The Ahluwalia Report is sympathetic to the Fund acting as a lender of last resort in response to capital account crises, but worries about how such lending is to be financed, and also suggests resorting to a special SDR allocation (p.14) as well as to bigger quotas. In terms of conditionality for such lending, it is sympathetic to prequalification but points to the problem that performance criteria judged adequate prior to a crisis may not still appear to be so after the crisis has erupted (p.16). It suggests a compromise solution in which prequalification would entitle a country to a first tranche almost automatically, but subsequent drawings would require conditionality. It notes the danger that withdrawal of cover before a crisis could precipitate a loss of confidence that would provoke the very crisis that the arrangement was designed to avoid.

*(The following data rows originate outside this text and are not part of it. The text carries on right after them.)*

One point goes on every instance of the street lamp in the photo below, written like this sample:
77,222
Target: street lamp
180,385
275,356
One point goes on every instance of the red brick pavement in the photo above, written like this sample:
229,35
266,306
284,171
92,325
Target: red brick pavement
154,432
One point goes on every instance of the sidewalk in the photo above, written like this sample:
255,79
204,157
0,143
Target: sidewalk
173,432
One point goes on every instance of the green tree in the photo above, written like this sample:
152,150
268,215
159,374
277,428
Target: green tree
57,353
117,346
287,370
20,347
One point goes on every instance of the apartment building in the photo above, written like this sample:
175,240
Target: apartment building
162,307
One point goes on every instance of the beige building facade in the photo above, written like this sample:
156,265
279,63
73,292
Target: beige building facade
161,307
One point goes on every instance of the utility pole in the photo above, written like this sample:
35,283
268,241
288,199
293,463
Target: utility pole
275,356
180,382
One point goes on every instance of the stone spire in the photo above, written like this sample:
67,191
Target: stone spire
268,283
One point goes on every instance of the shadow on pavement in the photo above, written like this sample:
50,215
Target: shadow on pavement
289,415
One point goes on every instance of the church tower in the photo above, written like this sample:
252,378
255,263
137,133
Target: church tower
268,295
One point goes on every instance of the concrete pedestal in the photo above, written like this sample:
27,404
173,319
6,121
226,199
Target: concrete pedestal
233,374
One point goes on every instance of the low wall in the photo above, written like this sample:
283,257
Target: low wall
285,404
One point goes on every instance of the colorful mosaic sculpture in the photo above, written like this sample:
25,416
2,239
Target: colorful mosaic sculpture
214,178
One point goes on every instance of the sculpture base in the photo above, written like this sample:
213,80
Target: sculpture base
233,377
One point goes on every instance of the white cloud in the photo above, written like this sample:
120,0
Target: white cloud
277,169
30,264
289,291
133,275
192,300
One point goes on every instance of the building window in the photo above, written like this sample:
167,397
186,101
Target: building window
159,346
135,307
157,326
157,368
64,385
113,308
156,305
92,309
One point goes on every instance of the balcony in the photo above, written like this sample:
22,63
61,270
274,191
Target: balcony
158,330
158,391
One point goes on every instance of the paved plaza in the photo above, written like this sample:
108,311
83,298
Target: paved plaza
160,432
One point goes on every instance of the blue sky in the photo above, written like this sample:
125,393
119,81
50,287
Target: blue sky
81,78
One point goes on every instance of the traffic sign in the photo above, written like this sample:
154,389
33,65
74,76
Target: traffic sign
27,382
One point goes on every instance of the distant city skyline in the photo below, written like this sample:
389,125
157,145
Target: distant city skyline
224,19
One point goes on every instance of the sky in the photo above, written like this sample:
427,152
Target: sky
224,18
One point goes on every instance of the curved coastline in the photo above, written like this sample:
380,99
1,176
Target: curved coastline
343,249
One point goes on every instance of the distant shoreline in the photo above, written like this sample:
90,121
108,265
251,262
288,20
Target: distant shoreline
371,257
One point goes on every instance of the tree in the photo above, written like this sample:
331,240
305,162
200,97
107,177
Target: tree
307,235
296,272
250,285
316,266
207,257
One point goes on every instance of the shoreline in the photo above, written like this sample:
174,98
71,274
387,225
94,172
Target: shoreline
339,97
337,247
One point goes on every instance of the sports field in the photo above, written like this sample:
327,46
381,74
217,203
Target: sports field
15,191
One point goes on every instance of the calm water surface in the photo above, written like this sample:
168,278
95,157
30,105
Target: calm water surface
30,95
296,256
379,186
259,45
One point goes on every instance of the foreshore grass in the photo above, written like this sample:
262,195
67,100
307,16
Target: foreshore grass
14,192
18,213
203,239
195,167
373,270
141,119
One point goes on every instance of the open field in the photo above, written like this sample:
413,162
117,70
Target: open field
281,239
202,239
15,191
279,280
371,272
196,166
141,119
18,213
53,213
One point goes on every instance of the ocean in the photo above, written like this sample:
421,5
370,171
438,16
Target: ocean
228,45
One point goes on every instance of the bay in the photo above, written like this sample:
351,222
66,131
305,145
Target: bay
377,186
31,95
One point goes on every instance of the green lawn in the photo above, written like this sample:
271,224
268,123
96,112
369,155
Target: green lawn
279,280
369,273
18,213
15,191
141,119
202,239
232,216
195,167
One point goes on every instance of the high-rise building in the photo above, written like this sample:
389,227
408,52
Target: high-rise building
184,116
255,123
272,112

The IFIAC Report identifies the first of the Fund's responsibilities as being "to act as a quasi-lender of last resort to solvent emerging economies" (p.42). The first point to note is that this is the only lending window that the report discusses: it appears to preclude not just lending to industrial countries, but also to the poorer developing countries that are not included in the term "emerging economies." Indeed, it specifically calls for closing the PRGF, currently the main instrument for lending to those countries (p.43), and it rules out lending for nonfinancial emergencies, such as famines (p.47). The report goes on to state that "except in unusual circumstances, where the crises poses [sic] a threat to the global economy, loans would be only to countries in crises [sic] that have preconditions that establish financial soundness" (p.43). Preconditions would replace conditionality. The preconditions proposed (pp.44-45) are:



  • freedom of entry and operation for foreign financial institutions;

  • well-capitalized commercial banks, preferably with part of the capital in the form of uninsured subordinated debt;

  • regular and timely publication of the maturity structure of outstanding sovereign and guaranteed debt and off-balance sheet liabilities;

  • "a proper fiscal requirement," the nature of which is not specified.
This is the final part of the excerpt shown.